ORLANDO — The French national railway's hope to bid on the first high-speed tracks in the United States is running into resistance from Holocaust survivors because of the company's role in transporting Jews to Nazi death camps.
One of those leading the charge against the railway is Florida resident Rosette Goldstein, whose father was taken away, shoved in a cattle train and delivered to his death during World War II. Goldstein plans to voice her opposition on behalf of many Holocaust survivors to the railway Thursday when the Florida Department of Transportation holds a public meeting in Orlando on the $2.6 billion high-speed rail project, which would connect Tampa and Orlando. Trains are expected to begin operating at speeds up to 168 mph by 2015.
The Societe Nationale des Chemins de Fer Francais, better known as SNCF, generally respected as a heavyweight in French industry, is among about 30 companies hoping to bid for the Florida contract.
Goldstein and others want SNCF to formally apologize for its role in the war, give full access to its records and make reparations.
"Why does this company deserve my tax dollars when they cooperated with the Nazis and let their trains transport people to be murdered?" said Goldstein, 71, who lives in Boca Raton.
The company has argued it had no control over operations when France was under Nazi occupation from 1940 to 1944 and was under orders to transport Jews to death camps. It also has said the French government has made an apology and offered reparations, although survivors contend the company itself has never made such amends.
Peter Kelly, an American-based attorney for SNCF, said, "The fact is many railway workers were killed by Nazis, many were bullied and the company was under control of an occupied government."
In California, lawmakers passed a bill last month that forces companies hoping to compete for a piece of its $45 billion high-speed rail project to disclose whether they transported Holocaust victims. SNCF is also hoping for that project and said it has no problems with the bill.

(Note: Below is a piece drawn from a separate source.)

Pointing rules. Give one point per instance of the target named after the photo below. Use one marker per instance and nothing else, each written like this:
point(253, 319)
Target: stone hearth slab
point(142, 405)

Florida lawmakers are also stepping into the fray. U.S. Rep. Ron Klein, a Democrat who represents portions of Broward and Palm Beach counties, with a high Jewish population, said he was writing Gov. Charlie Crist asking for some of the same things Goldstein wants.
Goldstein, then 4, hid with another family on a farm outside Paris as her father enlisted at a nearby labor camp. One night he didn't come to see her.
She said he was taken by an SNCF train to Auschwitz, then Buchenwald and finally Langenstein-Zwieberge, where he was killed by the Nazis just five days before Americans liberated the camp.
"If SNCF had resisted even a little, more people could have been spared," she said. "What's worse, is the way they've ignored us. Is it so hard to say, 'I'm sorry?' I'm one of the youngest survivors — soon there's not going to be any. We have to make sure people don't forget what happened."